Mas não bastava! Era preciso o encontro culminante, a fusão paracarnal entre o meu ser incapaz e a floresta imensurável. Eu não sabia. Mas o destino me preparara, nas duas experiências anteriores, para esse encontro. Curioso para mim é constatar que o mesmo viria a ocorrer de forma indireta, por meio da poesia. Quem sabe para me resguardar da rudeza hostil da selva que o poeta teve de enfrentar. O Acampamento cumpriu com perfeição esse papel. Ao Lê-lo, consenti a concussão virtual da minha pessoa com a dimensão gigantesca da floresta amazônica anunciada por Aricy Curvello.

A falta de um “sinal para fixar-te” é a primeira grande expressão de O Acampamento. Não ter um chão, um céu, uma referência qualquer para destacar o homem-átomo na vastidão do cenário verde é angustiante. É a reafirmação de um quadro constitutivo do permanente drama humano: o de não saber o que faz, e onde, e porquê, e para quê, no mundo onde foi posto a viver. Mas há ao menos “barracões contra o rio”. Com tão pouco, Aricy instala na mente do leitor perplexo a Amazônia, onde “mugem... palavras sem poema/ absurda coleção de pragas”. Melhor antítese poética, difícil!

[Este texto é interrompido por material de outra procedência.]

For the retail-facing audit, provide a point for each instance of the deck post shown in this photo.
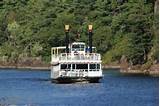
(90, 37)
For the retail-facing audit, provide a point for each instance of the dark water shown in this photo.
(33, 88)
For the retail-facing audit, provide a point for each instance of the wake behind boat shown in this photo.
(75, 62)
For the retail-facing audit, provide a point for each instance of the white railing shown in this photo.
(75, 73)
(91, 56)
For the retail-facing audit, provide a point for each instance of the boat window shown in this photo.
(73, 66)
(98, 66)
(81, 66)
(63, 66)
(92, 66)
(78, 47)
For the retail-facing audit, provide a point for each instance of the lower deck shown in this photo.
(76, 70)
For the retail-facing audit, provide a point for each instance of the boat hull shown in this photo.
(76, 79)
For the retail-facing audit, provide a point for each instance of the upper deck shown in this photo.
(76, 58)
(78, 54)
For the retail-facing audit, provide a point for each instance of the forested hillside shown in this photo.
(122, 28)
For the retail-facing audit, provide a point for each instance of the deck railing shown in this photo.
(91, 56)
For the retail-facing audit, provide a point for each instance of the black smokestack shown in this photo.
(90, 38)
(67, 38)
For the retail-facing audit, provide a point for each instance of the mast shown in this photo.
(67, 38)
(90, 37)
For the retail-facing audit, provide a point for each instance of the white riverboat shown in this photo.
(76, 64)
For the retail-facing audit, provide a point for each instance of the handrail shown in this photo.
(76, 56)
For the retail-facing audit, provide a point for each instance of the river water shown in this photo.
(33, 88)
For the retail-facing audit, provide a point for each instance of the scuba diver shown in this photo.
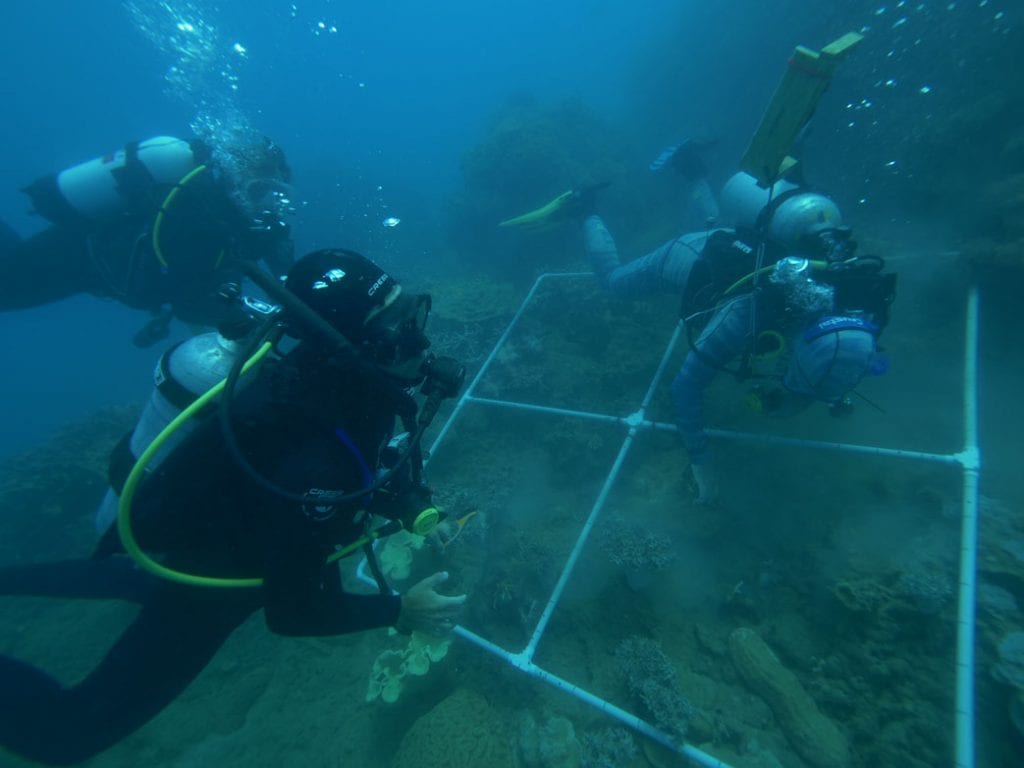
(783, 286)
(296, 465)
(156, 226)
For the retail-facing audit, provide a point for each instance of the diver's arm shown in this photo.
(302, 595)
(722, 340)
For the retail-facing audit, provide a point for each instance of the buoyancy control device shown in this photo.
(183, 373)
(113, 183)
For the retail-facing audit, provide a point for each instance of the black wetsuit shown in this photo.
(115, 258)
(303, 423)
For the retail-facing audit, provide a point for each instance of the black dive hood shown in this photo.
(442, 378)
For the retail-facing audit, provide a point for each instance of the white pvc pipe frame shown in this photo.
(968, 459)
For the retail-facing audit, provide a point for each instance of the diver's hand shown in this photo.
(424, 609)
(704, 475)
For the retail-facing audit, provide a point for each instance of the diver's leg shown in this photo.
(172, 639)
(115, 578)
(44, 268)
(664, 268)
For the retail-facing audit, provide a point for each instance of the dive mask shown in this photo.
(397, 333)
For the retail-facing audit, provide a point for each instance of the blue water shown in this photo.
(376, 102)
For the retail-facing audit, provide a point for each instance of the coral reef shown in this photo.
(462, 731)
(651, 681)
(639, 552)
(814, 736)
(531, 153)
(1010, 671)
(49, 494)
(608, 748)
(551, 743)
(396, 555)
(392, 669)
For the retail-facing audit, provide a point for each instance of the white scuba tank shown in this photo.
(96, 188)
(183, 373)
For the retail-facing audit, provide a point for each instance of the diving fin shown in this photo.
(568, 205)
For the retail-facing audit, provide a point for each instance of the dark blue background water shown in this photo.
(374, 117)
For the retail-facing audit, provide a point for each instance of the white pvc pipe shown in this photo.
(523, 664)
(969, 547)
(852, 448)
(556, 594)
(549, 410)
(969, 459)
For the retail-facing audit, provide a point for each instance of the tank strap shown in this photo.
(175, 392)
(49, 203)
(121, 462)
(761, 225)
(135, 183)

E a floresta segue se desdobrando com dimensão crescente, a esmagar cada vez mais a pequenez humana (ressalvada a grandeza dos sentidos e da alma de quem a sentia para depois recriá-la  para nós) até que algo novo e previsível começa a se revelar: “No princípio do mundo, a madeira atroz... um embarcadouro de nada...”, traços em ruína daqueles que por ali estiveram em busca das riquezas naturais.

A descrição se torna quase minuciosa, ao dizer da faina humana e das coisas locais, mas só por algum instante. A voz do poeta retorna, então, ainda mais forte, para dizer em tom de despedida definitiva: “O que vejo: não mais verei...” e segue reproduzindo (para nós) os rios, as árvores, os bichos... e  - de repente – o trágico, revelado na sanha humana de devastar à boca voraz tudo o que tenha reluzido à riqueza material bruta.

O Acampamento muda o tom. Passa do lirismo com que expunha o complexo ecológico para a denúncia: “Os homens não buscam a luz do rio”. Doce  metáfora para dizer do  mau comportamento humano em qualquer lugar do planeta. E o poeta nem mesmo se exclui, ao encerrar a parte 5: “... meu salário”.

O tom do poema se agrava, acenando à desilusão. Era verde”. O duplo sentido desse desconsolado brado parece preanunciar uma desertificação em curso com que o futuro nos amaldiçoará.

As idéias e alusões vão se comprimindo em sínteses de reiterada ênfase, até se completarem do jeito que tudo começou, “em volta das casas”, como se a avalanche temática do poema houvesse completado um círculo perfeito de pensamentos vazados pela retina de Aricy Curvello, em alguns segundos ou em anos de reflexão.

José Carlos da Silva, engenheiro ambientalista, professor da Universidade Federal de Uberlândia (MG), poeta e contista.